Effect of the CB1 receptor antagonists rimonabant and AM251 on the firing rate of dorsal raphe nucleus neurons in rat brain slices

Background and purpose:

Previous studies have suggested a regulation of 5-hydroxytryptamine (5-HT) neurons by the endocannabinoid system. The aim of our work was to examine the effect of two CB₁ receptor antagonists, SR141716A (rimonabant, Sanofi-Synthélabo Recherche, Montpellier, France) and N-(piperidin-1-yl)-5-(4-iodophenyl)-1-(2,4-dichlorophenyl)-4-methyl-1H-pyrazole-3-carboxamide (AM251, Tocris Cookson, Bristol, UK), on the firing rate of dorsal raphe nucleus (DRN) neurons.

Experimental approach:

Single-unit extracellular recordings were performed to study the effect of CB₁ receptor antagonists in slices of the DRN from rat brain.

Key results:

Rimonabant (1 µM) and AM251 (1 µM) decreased the firing rate of about 50% of all the recorded DRN 5-HT cells. The GABA_Areceptor antagonist picrotoxin (20 µM) (Sigma) prevented and also reversed the inhibitory effect of rimonabant (1 µM) and AM251 (1 µM), suggesting that CB₁ receptors regulate 5-HT neurons through the GABAergic system. However, the CB₁/CB₂ receptor agonist R-(+)-2,3-dihydro-5-methyl-3-(morpholinyl)-methyl]pyrrolol1,2,3-de]-1,4-benzoxazinyl]-(1-naphthalenyl) methanone mesylate salt (10 µM) (WIN55212-2, Sigma, St. Louis, MO, USA) failed to change the firing activity of non-5-HT (presumably GABAergic) neurons in the DRN. The endocannabinoid N-(2-hydroxyethyl)-5Z,8Z,11Z,14Z-eicosatetraenamide (anandamide, Tocris Cookson) (10 µM) also inhibited the firing activity of a number of 5-HT neurons, but this inhibition was not blocked by rimonabant (1 µM) or AM251 (1 µM), and the stable analogue R-(+) N-(2-hydroxy-1methylethyl)-5Z,8Z,11Z,14Z-eicosatetraenamide (methanandamide, Tocris Cookson) (10 µM) did not mimic this effect. The selective CB₁ receptor agonist arachidonoyl-2-chloroethylamide (ACEA) (1 µM) only slightly increased the firing rate of DRN 5-HT cells.

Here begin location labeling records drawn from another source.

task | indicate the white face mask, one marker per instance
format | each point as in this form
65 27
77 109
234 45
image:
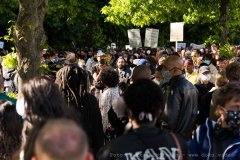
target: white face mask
20 107
205 77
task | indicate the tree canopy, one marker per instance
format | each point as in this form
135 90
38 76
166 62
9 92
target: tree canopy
218 15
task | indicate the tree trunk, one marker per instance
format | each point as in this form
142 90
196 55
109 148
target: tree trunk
28 38
224 18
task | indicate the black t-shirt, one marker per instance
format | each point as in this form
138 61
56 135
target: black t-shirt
146 142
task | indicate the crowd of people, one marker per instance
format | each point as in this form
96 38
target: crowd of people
128 105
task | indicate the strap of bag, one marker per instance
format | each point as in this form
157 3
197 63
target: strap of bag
178 145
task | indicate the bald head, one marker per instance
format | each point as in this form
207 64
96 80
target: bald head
174 63
60 140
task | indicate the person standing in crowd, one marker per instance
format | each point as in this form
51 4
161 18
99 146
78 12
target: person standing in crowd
190 75
72 82
209 61
145 104
220 139
10 130
233 72
61 139
36 102
110 79
181 99
123 71
158 77
140 72
203 86
96 72
222 63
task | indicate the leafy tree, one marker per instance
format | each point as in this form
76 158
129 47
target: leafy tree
222 16
29 36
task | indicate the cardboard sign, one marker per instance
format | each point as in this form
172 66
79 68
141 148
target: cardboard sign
197 46
1 44
176 31
113 45
134 38
181 45
151 38
128 47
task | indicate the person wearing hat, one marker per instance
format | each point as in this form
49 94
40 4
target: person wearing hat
96 72
203 86
222 63
190 75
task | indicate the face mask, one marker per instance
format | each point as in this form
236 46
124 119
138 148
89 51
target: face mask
233 119
166 75
207 62
20 107
205 77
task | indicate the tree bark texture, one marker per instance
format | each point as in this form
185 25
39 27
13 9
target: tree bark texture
28 37
224 18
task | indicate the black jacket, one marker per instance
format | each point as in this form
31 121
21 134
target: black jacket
181 105
146 142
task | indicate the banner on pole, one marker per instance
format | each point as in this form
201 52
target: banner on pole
134 38
151 38
1 44
176 31
181 45
197 46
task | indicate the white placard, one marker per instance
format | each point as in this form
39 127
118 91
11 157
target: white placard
197 46
1 44
181 45
176 31
134 38
151 38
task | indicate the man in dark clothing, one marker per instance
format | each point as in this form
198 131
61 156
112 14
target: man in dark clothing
181 98
144 101
72 82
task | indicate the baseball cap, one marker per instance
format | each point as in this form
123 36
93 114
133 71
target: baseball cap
204 69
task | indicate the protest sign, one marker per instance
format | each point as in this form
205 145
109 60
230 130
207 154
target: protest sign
134 38
151 38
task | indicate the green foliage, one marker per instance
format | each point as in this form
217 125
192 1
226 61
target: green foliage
226 51
70 24
10 61
12 95
212 39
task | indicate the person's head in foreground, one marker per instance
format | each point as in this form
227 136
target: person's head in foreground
144 101
61 139
227 102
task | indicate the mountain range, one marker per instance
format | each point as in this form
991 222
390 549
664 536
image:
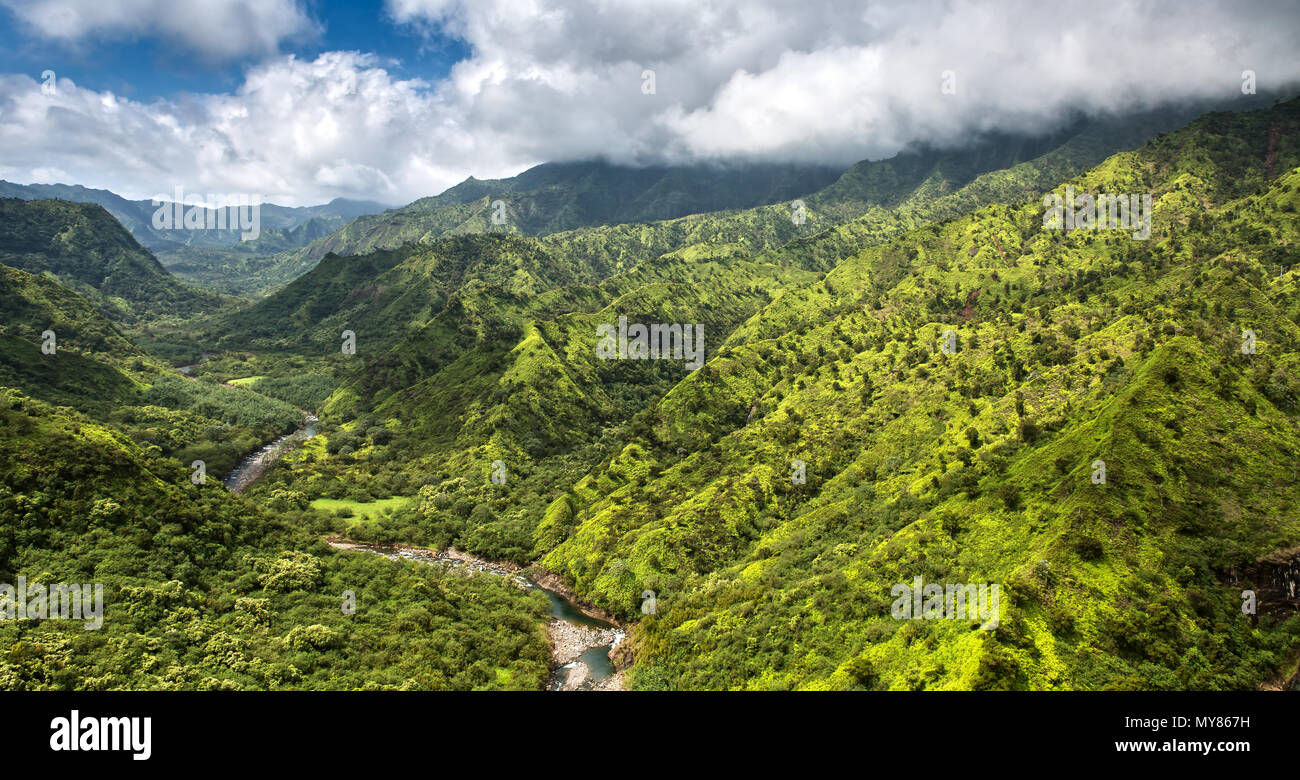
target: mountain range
909 377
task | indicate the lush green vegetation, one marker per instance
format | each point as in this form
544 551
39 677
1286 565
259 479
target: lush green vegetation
476 412
203 590
970 467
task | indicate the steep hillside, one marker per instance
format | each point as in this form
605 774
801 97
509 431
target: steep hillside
86 250
979 466
204 592
976 466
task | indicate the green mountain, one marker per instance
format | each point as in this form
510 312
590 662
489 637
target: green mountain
919 378
284 226
206 592
87 251
967 467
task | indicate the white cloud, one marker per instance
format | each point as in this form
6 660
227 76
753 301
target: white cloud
809 81
212 29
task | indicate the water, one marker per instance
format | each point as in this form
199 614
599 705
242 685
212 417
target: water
254 466
596 659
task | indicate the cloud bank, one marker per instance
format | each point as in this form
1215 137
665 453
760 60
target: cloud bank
815 81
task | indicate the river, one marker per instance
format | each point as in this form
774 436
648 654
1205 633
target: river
252 467
580 644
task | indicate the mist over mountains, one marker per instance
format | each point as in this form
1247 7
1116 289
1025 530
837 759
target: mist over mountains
767 380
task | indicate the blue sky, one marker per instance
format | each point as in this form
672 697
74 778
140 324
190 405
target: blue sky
144 66
304 100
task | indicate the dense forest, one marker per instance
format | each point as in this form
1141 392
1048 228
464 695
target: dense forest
913 377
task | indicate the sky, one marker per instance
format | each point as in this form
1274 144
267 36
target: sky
304 100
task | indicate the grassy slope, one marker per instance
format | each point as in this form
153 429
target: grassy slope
1135 351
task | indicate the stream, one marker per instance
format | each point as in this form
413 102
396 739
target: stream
252 467
580 644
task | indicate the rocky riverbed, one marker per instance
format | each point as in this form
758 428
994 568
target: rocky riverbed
581 641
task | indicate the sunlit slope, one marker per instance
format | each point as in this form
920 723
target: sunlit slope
975 467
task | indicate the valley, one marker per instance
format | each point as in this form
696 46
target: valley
917 377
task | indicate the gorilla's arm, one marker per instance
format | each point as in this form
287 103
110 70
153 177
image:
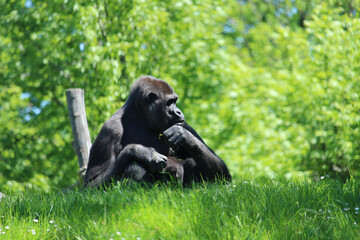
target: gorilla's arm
208 163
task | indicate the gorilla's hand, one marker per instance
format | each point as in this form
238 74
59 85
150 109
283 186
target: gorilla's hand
157 161
177 137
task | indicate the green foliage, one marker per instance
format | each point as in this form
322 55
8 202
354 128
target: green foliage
262 210
272 87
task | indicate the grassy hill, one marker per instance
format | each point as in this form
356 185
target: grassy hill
265 209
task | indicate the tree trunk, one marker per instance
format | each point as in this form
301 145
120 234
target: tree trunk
79 126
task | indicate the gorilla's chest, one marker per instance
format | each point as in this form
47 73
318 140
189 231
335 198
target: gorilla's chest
137 135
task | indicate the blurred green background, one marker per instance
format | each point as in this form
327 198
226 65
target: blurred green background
272 86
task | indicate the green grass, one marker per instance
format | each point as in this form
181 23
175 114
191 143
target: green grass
259 210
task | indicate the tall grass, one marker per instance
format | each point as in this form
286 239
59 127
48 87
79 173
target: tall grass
258 210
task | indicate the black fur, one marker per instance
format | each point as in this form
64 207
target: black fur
149 136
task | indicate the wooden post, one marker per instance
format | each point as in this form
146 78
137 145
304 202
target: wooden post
79 126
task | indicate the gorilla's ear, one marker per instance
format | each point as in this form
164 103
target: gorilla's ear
151 97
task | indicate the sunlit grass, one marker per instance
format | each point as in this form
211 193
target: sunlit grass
242 210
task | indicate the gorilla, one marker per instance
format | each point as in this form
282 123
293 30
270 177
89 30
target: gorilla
148 140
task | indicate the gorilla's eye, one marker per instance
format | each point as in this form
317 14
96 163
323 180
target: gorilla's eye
171 101
151 97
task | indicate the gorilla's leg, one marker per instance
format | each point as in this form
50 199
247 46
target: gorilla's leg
137 172
191 171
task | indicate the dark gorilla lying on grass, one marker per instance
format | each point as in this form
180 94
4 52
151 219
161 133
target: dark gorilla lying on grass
148 139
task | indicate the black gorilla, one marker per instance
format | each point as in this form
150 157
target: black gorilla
149 136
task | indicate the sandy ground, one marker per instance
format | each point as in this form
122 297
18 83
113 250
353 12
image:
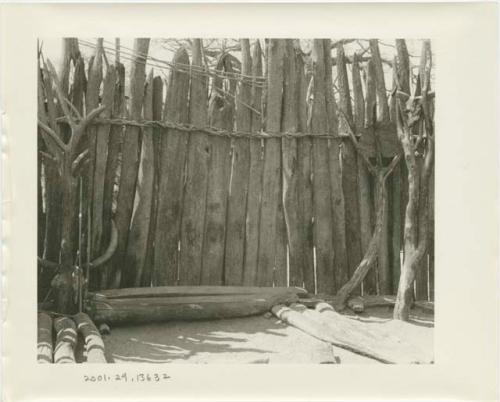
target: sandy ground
253 340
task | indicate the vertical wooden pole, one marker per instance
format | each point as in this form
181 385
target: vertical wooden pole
290 173
305 193
112 161
237 205
45 347
195 192
338 202
395 198
370 284
101 155
268 246
43 279
365 217
349 175
255 174
95 76
137 244
321 177
172 158
147 276
130 159
431 237
221 112
383 116
52 181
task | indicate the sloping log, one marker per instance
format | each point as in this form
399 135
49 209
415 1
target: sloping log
382 344
161 309
195 191
44 339
179 291
94 345
327 325
66 339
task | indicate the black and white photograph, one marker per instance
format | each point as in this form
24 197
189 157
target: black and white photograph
233 200
248 201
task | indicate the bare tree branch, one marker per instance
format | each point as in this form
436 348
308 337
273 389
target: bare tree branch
53 136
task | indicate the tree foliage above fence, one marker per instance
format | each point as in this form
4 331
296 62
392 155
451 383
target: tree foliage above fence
237 169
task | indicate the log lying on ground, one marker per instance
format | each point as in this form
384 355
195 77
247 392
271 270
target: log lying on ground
44 342
65 340
325 324
94 345
360 303
356 304
180 291
137 310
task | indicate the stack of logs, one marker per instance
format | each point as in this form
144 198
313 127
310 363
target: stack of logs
312 314
63 332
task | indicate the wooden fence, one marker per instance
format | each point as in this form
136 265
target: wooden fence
242 174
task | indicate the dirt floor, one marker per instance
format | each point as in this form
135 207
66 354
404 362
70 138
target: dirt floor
254 340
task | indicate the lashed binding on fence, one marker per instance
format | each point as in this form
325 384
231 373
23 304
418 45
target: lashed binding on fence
240 174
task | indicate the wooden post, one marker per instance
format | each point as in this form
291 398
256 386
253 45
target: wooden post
404 82
53 213
129 164
349 177
221 111
68 165
101 155
66 338
321 175
383 116
138 237
44 345
431 237
255 174
91 102
195 191
416 239
94 345
305 191
172 158
271 191
395 196
237 204
338 203
290 163
147 276
110 175
365 205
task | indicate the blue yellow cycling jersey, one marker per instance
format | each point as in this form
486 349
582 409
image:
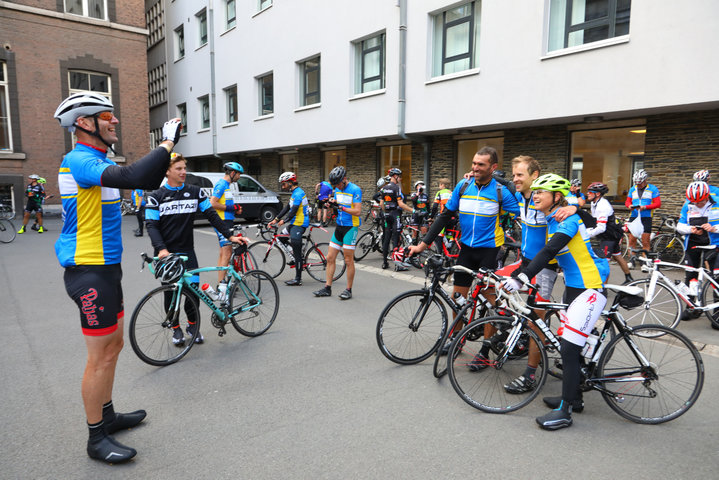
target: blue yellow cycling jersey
582 268
224 195
91 232
534 227
351 194
302 217
479 212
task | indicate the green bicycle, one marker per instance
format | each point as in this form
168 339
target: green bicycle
251 303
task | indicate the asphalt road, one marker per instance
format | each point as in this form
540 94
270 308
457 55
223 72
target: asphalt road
312 398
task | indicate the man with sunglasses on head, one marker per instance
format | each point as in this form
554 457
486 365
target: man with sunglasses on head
90 250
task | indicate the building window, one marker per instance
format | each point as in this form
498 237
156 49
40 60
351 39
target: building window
310 82
5 131
204 104
87 8
231 103
578 22
230 15
155 24
610 156
467 148
202 27
370 64
182 113
266 89
157 85
179 42
456 39
398 156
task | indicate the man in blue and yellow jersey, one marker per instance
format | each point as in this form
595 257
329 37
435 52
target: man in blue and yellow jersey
348 198
226 208
296 215
90 250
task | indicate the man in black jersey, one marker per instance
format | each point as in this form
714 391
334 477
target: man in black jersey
169 217
391 204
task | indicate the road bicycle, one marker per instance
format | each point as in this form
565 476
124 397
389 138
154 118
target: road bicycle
251 305
663 298
647 374
7 228
273 255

Conclusions and implications:

These results suggest a tonic/constitutive regulation of DRN 5-HT neurons by the endocannabinoid system, which may occur through a CB₁ receptor-mediated inhibition of the GABAergic system. The inhibitory effect of anandamide may be mediated through a CB₁ receptor-independent mechanism.